Işık, özellikle renkli ışık, insanın ruh haline ve onun hücre değişimine, hormon salgılarına, algı yetilerine, kısacası onun hal ve sağlığına tesir etmektedir.

 

  Işık iyileştiricidir, ışık hayati bir önem teşkil eder; fakat aslında nedir bu ışık ?

  Ansiklopedik bilgilere göre; "Işık" dendiğinde anlaşılması gereken, devasa elektromanyetik dalgalar tayfının gözle görülebilir en küçük bölümünün dalga boyu alanı 400 ile 800 nanometre (metrenin milyarda biri) olmaktadır. 800 nanometrenin üstünde kızıl ötesi (IR) ve 400 nanometrenin altında ise ultraviyole (VV) ışınları bulunmakta, burada“ışık"tan olduğu kadar "ışınım"dan da söz edilmektedir.

 

  ÇEŞİTLİ AÇILARDAN IŞIK

  Konuyla ilgili bilgilere göz atıldığında ışığın genelde üç yönde işlendiğini görmekteyiz: fizik, biyoloji ve metafizik. Fiziğin ve biyolojinin bakış açısı "dış ışığa" denk düşer; elektromanyetik dalga olarak ışık ya da enerji veya enformasyon taşıyıcı. Metafizik görüşün araştırdığı ise "içsel ışık"; bununla kastedilen mistiklerin duyumsadığı ışık (aydınlanma) deneyimleri ve ışık fenomenleri ile birlikte tıbbi olarak ölmüş ve yeniden hayata döndürülen insanların yaşadıklarıdır.

  Işığın tüm bu türleri, her biri kendi yöntemiyle iyileştirici tesirler taşırlar. Atalarımıza göre ışık daha çok metafizik bir olguydu, unsurdu. Tanrısal bir nitelik taşıyordu; güneş ve ay; gün ve gecenin büyük fenerleri ile birlikte gökteki yıldızlara ve gezegenlere de tanrı olarak tapınıldı. Bu tapınmanın temelinde yatan anlayışı, en güzel bir biçimde ölümünden az bir süre önce Goethe'nin Akkermann'a söylediklerinde yeniden bulmaktayız

  "Eğer bana sorarlarsa, doğamdan mıdır güneşe tapmam, öyleyse defalarca söylüyorum: Elbette! Çünkü yüce olanın zuhurudur o, hem de en kudretlisi, biz dünya çocuklarının algısına sunulan.
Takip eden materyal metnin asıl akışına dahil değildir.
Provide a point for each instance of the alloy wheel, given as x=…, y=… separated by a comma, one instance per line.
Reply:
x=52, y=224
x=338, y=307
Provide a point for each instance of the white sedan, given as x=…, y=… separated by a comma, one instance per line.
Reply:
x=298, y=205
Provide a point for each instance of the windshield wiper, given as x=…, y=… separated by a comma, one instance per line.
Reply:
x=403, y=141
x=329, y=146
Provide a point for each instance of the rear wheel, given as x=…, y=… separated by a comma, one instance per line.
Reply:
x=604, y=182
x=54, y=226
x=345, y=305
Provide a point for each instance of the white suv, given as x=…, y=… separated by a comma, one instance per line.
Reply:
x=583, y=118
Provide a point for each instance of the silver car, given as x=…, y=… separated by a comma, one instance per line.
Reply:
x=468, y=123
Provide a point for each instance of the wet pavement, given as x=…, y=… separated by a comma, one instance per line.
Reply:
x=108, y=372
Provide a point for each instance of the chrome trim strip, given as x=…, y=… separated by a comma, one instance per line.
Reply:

Ben ondaki ışığa ve Tanrı'nın yaratıcı gücüne tapıyorum, sadece onun sayesinde yaşar, oluşturur ve var oluruz; bitkiler ve hayvanlar ile birlikte. "

 

  IŞIĞIN GERÇEK VARLIĞI: BİR BİLMECE

  Eski Sümerler ve Babilliler de güneşe tapardı. Keltler ve Germenler de güneşe bir Tanrı olarak saygı gösterirdi, aynı şekilde İnkalar ve binlerce insanı kesip, onların titreyen kalplerini güneşe kurban eden Aztekler de. İnançlarına göre bu, güneş gücünün sürekliliğini sağlamaktaydı. Bu örf, muhakkak büyük bir yanlış anlamanın eseri ve ruhsal bir tebligatın yanlış yorumlanmasından kaynaklanmaktadır. Çünkü; anlamamız gerekenin, kalplerimizi güneşe adamamızı öneren bir mantal öğütten ibaret olduğunu düşünebilirsek, asıl yoruma ve manaya işte o zaman ulaşmış oluruz.

  Mısırlılarda güneş; Tanrı Ra'nın varlığında, İlahlar Panteonunun en üst noktasında yerini almaktaydı, onun bakışı ışığı yaratırdı M.Ö. 13. yüzyıldan kalan papirüslerde bu bilgiler var. Mısırlı hekimler büyük bir ihtimalle, ışığın ve renklerin iyileştirici gücünü bilmekteydiler.

  Yunanlılarda bu bilgi iyice belgelenmiştir. Onlar Güneş tanrıları Helios için bir şehir adadılar, "renk terapisi" uygulanan tapınaklarıyla Ünlü olan Heliopolis'i Orada ışığın anlamı; tedavi ve dinsel bütünselliğini henüz korumaktaydı. Işık, tanrı'nın vasfı ve aracıydı, sıkça da onunla özdeş görülürdü:

  "Tanrı ışıktır ve onda zerre kadar zulmet mevcut değildir..." Havari Yuhanna'nın ilk mektubunda böyle denmektedir. Ve ardından: "Kim ki kardeşlerini sever, o ışıktadır, çünkü Tanrı sevgidir ve kim ki sevgide barınır, o Tanrıda ve Tanrı ondadır."

 

  Işık, Sevgi ve Tanrı; "Bir"dirler. Bu bize bir Hint kavramı olan "Sattwa"yı hatırlatıyor; o, tanrısal özün vasfına ve aynı zamanda ışığa, ruhsallığa ve bunlardaki merhamet, sevgi dolu ilkeye işaret etmektedir.

  Günümüzde ise ışık bu ruhsal anlamını neredeyse tamamen kaybetmiştir. Ve bugün çoğu insan için düğmeye basıldığında ortaya çıkan bir şeydir. Işık artık özel bir şey değil, sadece bir çeşit elektromanyetik dalgadır. Nasıl ortaya çıktıkları ve nelerden oluştukları fizik kitaplarında yazılıdır. Oysa ışığın gerçek varlığı halen bir bilmecedir ve atalarımızın, ışığı Tanrı'nın bir vasfı olarak görmeleri; bugünün doğa bilimcilerinin ve yeni fizikçilerinin öne sürdüğü "dalga/parçacık düalizmi" anlayışından daha tuhaf değildir.